FOLK – Après un peu plus d’une dizaine d’années sur la route, le groupe franco-américano-helvétique Moriarty sort un double album (triple LP) regroupant une partie des meilleurs moments live.

Et des meilleurs moments en concert, le groupe doit en avoir à la pelle. Moriarty fait partie de ces groupes qui vous subjuguent lorsque vous les voyez et entendez en live. Le groupe a en poche quelques excellents albums studio et des chansons mythiques. Mais même si vous ne connaissez pas leur répertoire par cœur et que vous les croisez en festival, vous ne pourrez que tomber sous le charme de cette folk-country si entrainante et chaleureuse. La voix haute et précise de Rosemary fait le reste et vous emporte très loin. C’est une des nombreuses qualités de Moriarty, les musiciens arrivent vous faire voyager depuis votre salon ou depuis votre place de concert.

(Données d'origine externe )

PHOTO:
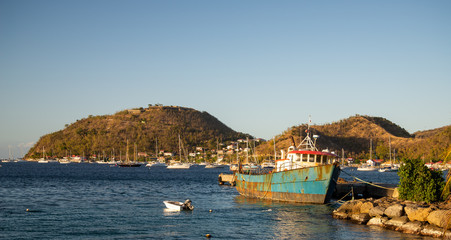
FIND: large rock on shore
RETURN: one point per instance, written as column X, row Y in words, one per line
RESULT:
column 377, row 211
column 377, row 221
column 393, row 211
column 361, row 218
column 396, row 222
column 440, row 218
column 406, row 216
column 416, row 213
column 412, row 227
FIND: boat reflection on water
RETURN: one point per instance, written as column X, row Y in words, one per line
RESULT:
column 289, row 220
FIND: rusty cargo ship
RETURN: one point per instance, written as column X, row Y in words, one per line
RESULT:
column 306, row 175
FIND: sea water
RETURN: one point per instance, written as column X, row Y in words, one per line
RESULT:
column 100, row 201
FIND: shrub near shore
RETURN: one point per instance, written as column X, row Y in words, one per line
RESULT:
column 419, row 209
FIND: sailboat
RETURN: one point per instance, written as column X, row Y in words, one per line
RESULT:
column 127, row 162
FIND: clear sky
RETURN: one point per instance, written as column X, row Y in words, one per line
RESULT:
column 260, row 67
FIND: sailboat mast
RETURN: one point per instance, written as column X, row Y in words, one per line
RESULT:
column 247, row 149
column 126, row 153
column 180, row 150
column 371, row 149
column 156, row 148
column 275, row 153
column 389, row 148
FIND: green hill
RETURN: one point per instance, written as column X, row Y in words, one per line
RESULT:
column 145, row 127
column 161, row 125
column 354, row 134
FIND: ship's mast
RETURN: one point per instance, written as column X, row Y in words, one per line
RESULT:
column 307, row 143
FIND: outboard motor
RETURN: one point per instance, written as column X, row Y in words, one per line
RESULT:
column 187, row 205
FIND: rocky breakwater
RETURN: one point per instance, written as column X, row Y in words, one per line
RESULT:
column 405, row 216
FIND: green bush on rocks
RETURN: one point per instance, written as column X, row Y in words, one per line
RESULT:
column 419, row 183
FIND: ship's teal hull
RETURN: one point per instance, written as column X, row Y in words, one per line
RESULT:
column 304, row 185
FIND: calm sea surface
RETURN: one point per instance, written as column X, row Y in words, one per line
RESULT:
column 93, row 201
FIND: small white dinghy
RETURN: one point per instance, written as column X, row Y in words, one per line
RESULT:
column 179, row 206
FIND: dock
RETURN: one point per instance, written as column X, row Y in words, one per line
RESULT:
column 364, row 190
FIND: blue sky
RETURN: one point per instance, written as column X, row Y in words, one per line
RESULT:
column 260, row 67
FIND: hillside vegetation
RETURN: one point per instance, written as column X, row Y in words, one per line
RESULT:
column 149, row 128
column 160, row 126
column 354, row 135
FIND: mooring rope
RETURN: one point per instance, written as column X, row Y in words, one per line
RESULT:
column 369, row 183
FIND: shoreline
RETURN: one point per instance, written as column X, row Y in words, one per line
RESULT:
column 418, row 218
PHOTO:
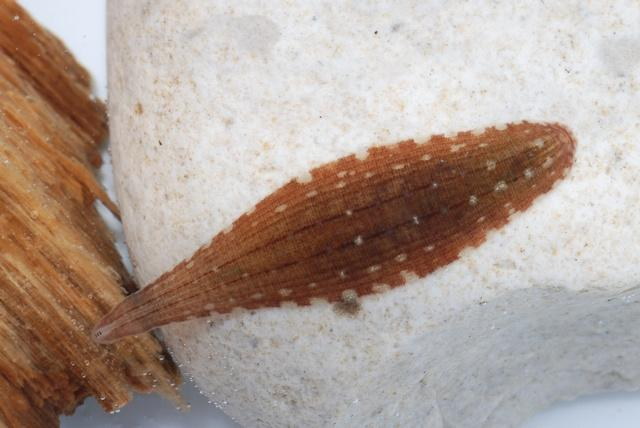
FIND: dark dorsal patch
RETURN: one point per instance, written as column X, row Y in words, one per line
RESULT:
column 348, row 304
column 359, row 225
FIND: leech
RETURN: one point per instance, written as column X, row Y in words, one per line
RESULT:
column 405, row 207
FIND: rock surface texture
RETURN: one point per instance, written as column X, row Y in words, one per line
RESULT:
column 215, row 106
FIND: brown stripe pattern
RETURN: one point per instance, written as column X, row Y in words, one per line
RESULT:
column 360, row 225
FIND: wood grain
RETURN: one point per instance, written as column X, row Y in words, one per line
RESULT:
column 59, row 271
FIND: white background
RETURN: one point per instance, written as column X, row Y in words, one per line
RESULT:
column 81, row 25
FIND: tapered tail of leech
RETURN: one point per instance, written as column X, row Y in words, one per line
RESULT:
column 144, row 310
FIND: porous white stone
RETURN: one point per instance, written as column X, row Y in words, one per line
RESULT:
column 214, row 105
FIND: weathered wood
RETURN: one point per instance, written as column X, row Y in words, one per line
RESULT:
column 59, row 271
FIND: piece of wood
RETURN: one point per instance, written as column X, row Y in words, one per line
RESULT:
column 59, row 270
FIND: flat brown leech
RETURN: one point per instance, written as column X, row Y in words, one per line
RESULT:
column 359, row 226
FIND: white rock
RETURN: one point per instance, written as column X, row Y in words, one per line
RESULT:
column 214, row 105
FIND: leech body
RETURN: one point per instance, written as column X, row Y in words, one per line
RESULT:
column 357, row 226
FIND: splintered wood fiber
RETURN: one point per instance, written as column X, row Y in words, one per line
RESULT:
column 59, row 271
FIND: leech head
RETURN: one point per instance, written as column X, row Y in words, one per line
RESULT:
column 356, row 223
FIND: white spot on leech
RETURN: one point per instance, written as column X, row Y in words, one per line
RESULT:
column 362, row 154
column 408, row 276
column 380, row 288
column 457, row 147
column 528, row 173
column 288, row 304
column 373, row 268
column 318, row 301
column 305, row 177
column 401, row 257
column 500, row 186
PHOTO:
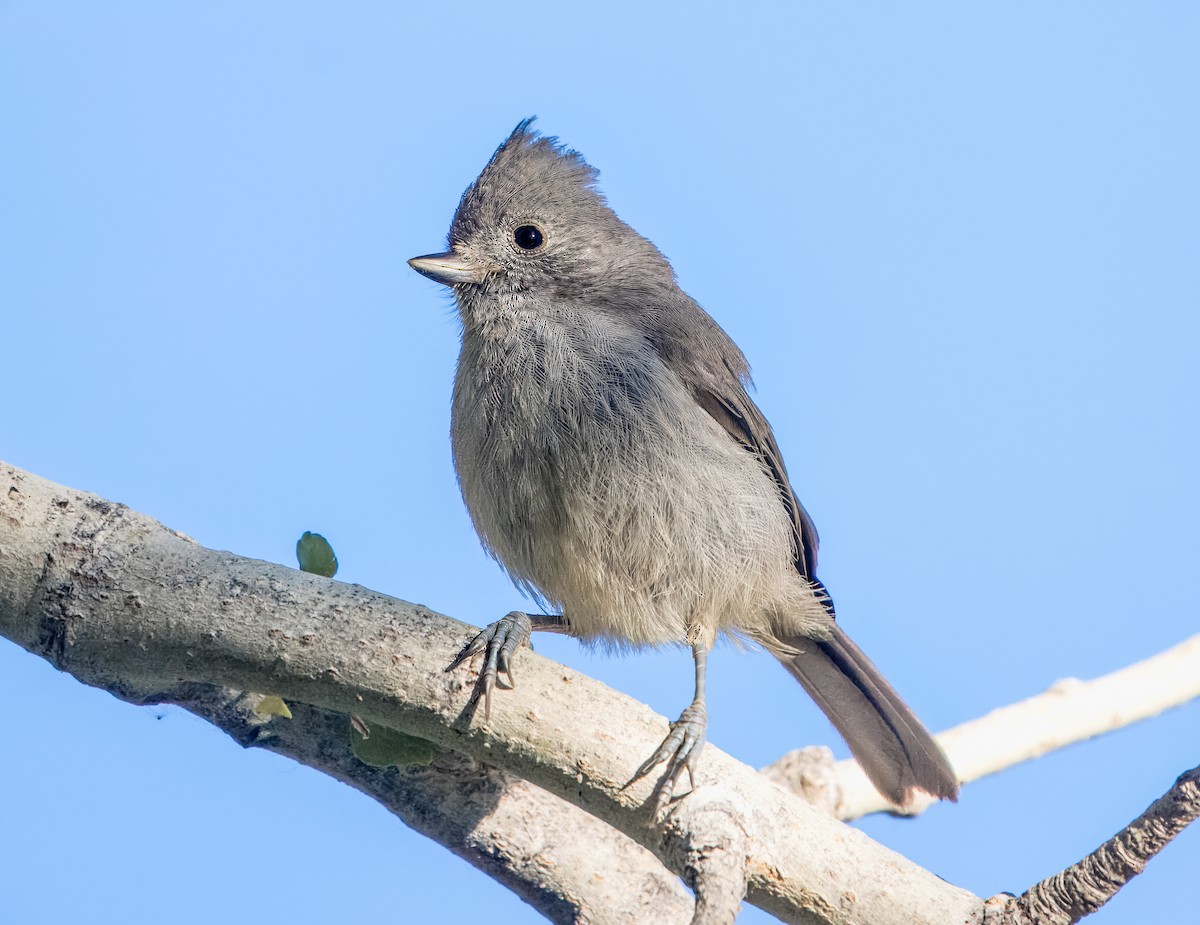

Sur ce double album, on découvre et redécouvre d’excellents titres qui prennent encore plus d’amplitude en live. Par exemple "Motel" (sorti sur le premier album) avec nos copains de Mama Rosin et leur rock cajun est super groovy dans cette version live enregistré à Lorient. On retrouve d’autres featuring dont 2 avec Moriba Koïta & Pedro Kouyaté enregistré au Festival Africolor à Tremblay. Cette petite touche jazz-world-music est juste magnifique. Le groupe peut aussi se la jouer plus rock, plus pop, ils varient les ambiances et intensifient certains passages.

Moriarty a la particularité d’avoir beaucoup de prénoms dans les titres de leurs chansons. Est-ce un hasard ? En tout cas, c’est souvent des incontournables. Il y a naturellement "Jimmy", qui est peut-être LE tube du groupe. Mais on pourrait aussi citer "Beasty" "Jane", "Milena", "Clementine" ou encore "Isabella" (et tant d’autres) qui dans ces versions live sont de toute beauté.

Ce qui est aussi intéressant dans ces chansons live, c’est qu’on entend un peu le public, mais il ne prend pas trop de place non plus. Moriarty ne joue pas dans des stades, on devine l’ambiance intimiste, mais on devine aussi le respect du public qui savoure ces délicieux instants.

Cet album sera sans doute vivement apprécié par les fans de toujours et permettra sans doute à d’autres personnes de découvrir l’univers tant chaleureux du groupe. Petit bonus pour celles et ceux qui achèteront l’album sous forme physique : un carnet de photos on the road pour la plupart faites par le contrebassiste Zim.